Glaude: You know, it’s part of that common sense. You know, you’re from Marshall, Texas, and so there’s this sense in which you know, you’re taught how to navigate these spaces. So you’re concerned about making white people feel uncomfortable. So you’re in these spaces, I’m at Princeton. You can imagine some folks at McKinsey, or some folks at Harvard, or wherever, and they have to be in these spaces, and so you can’t — you hear that off color joke, but you don’t say anything. You suppress the kind of cultural way in which you might be in the world; it doesn’t show up. You dress a particular sort of way, so that you don’t make anybody feel uncomfortable. So in that moment in which you hear something, and you know it’s not right, you make the decision not to speak directly to it. Or you engage in the kinds of contortions that I talk about President Obama doing.
And remember, I said President Obama actually reverses the code switch, and the kind of code speech. He doesn’t engage in the racial dog whistle to trigger racist commitments. He engages in the racial dog whistle to allay racial concerns: “No I’m not the Manchurian Candidate of black revenge. See, I’m a good one.” And we’re always doing that kind of stuff.
Moyers: So that fear affects our talk, doesn’t it?
Glaude: Oh yes. So we’re always dancing the racial jig, as I call it.
Moyers: You started out in Moss Point, Mississippi, which is a very poor community. I started out in Marshall, Texas, which was a poor community. You’re teaching at Princeton, and I’m living in the heart of Manhattan.
Glaude: Yes.
Moyers: What’s our obligation, we privileged people?
Glaude: To leverage our skills to open up space, for the most vulnerable, for the people who made us possible. And to breathe our last breath on behalf of them. To give everything we can, to give them the possibility of not only making their dreams a reality — not only being able to dream dreams, but to make those dreams a reality.

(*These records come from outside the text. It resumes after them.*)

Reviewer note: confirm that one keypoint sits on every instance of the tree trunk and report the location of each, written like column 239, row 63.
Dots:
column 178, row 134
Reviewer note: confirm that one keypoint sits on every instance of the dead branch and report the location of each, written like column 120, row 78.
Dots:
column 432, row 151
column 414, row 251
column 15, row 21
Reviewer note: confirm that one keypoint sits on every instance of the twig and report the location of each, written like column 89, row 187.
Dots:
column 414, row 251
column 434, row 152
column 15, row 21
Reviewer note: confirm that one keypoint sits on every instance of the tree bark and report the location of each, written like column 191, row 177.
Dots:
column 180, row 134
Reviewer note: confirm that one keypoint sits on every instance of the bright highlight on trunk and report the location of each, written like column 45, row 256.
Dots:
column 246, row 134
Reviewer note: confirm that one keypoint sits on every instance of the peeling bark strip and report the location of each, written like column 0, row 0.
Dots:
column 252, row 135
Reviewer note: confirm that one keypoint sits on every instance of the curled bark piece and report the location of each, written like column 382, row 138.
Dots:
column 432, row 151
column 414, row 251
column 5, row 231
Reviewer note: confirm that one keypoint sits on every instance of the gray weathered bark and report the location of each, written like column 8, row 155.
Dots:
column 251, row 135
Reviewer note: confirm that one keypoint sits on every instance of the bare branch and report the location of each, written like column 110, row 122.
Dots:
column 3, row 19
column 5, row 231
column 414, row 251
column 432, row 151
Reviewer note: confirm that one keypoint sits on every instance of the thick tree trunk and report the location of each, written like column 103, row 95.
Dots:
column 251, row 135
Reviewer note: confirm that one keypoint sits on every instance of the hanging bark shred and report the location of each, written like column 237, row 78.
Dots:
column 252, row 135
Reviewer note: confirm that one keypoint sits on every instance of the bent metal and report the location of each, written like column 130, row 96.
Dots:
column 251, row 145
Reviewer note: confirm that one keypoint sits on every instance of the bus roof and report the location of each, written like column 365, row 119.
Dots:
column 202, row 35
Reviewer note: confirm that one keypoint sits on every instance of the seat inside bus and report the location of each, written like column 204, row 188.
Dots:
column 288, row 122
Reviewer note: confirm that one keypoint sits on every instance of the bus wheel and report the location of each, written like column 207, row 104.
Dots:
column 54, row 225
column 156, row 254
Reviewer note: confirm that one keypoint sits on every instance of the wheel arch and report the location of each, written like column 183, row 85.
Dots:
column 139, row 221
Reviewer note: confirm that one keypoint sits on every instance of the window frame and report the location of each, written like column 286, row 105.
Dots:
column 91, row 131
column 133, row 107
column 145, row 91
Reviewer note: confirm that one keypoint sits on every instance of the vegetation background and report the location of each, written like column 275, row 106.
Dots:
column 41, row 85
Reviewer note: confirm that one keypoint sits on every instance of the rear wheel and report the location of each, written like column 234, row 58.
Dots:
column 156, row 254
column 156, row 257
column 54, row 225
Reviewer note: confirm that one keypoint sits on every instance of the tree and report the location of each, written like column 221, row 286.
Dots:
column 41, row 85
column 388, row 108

A colleague of mine, Imani Perry talks about this — they can always point to the exception. I’m an exceptional negro. And then I become the basis for judging all the folks who didn’t make it. Apparently something’s wrong with them, when in fact I just, I rolled the dice.
So you have some of us who have emerged, who have been successful, we’ve gotten a piece of the pie. And our argument has been, if you just make the rules fair, we can get our pie just like you got yours, as opposed to the game being wrong. As opposed to the game being wrong, and immoral. And what you have is a black political class that all of this has happened on their watch.
I say to my friends all the time, “If you’re on a bus, and even if you’re not driving it, but you know the gas pedal is stuck, and you see us going over a hill, and you’re not opening your mouths screaming at the top of your lungs, then you’re just as culpable.”
Moyers: But you can’t blame Eddie Glaude for wanting to teach at Princeton.
Glaude: No, not at all.
Moyers: I’m not in Marshall and you’re not in Moss Point. I mean this human tendency is maybe working against us as much as racial habits.
Glaude: Yes. But no matter where I am, I’m Juanita’s child. And my mother had her first baby in the ninth grade, she cleaned toilets for a living, until she came to supervise the cleaning detail of Ingalls Shipbuilding. No matter where I am, I have to put forward a conception of the good; a robust idea of community and mutuality that reflects the toil of my mama. So I don’t begrudge you for being at the height of your career, or I don’t feel the guilt of teaching at Princeton. I feel the obligation of opening up the space for everyone to actualize who they are, to become who God called them.
Moyers: The book is Democracy in Black. Eddie Glaude, thank you so much for joining me.
Glaude: Thank you so much for having me.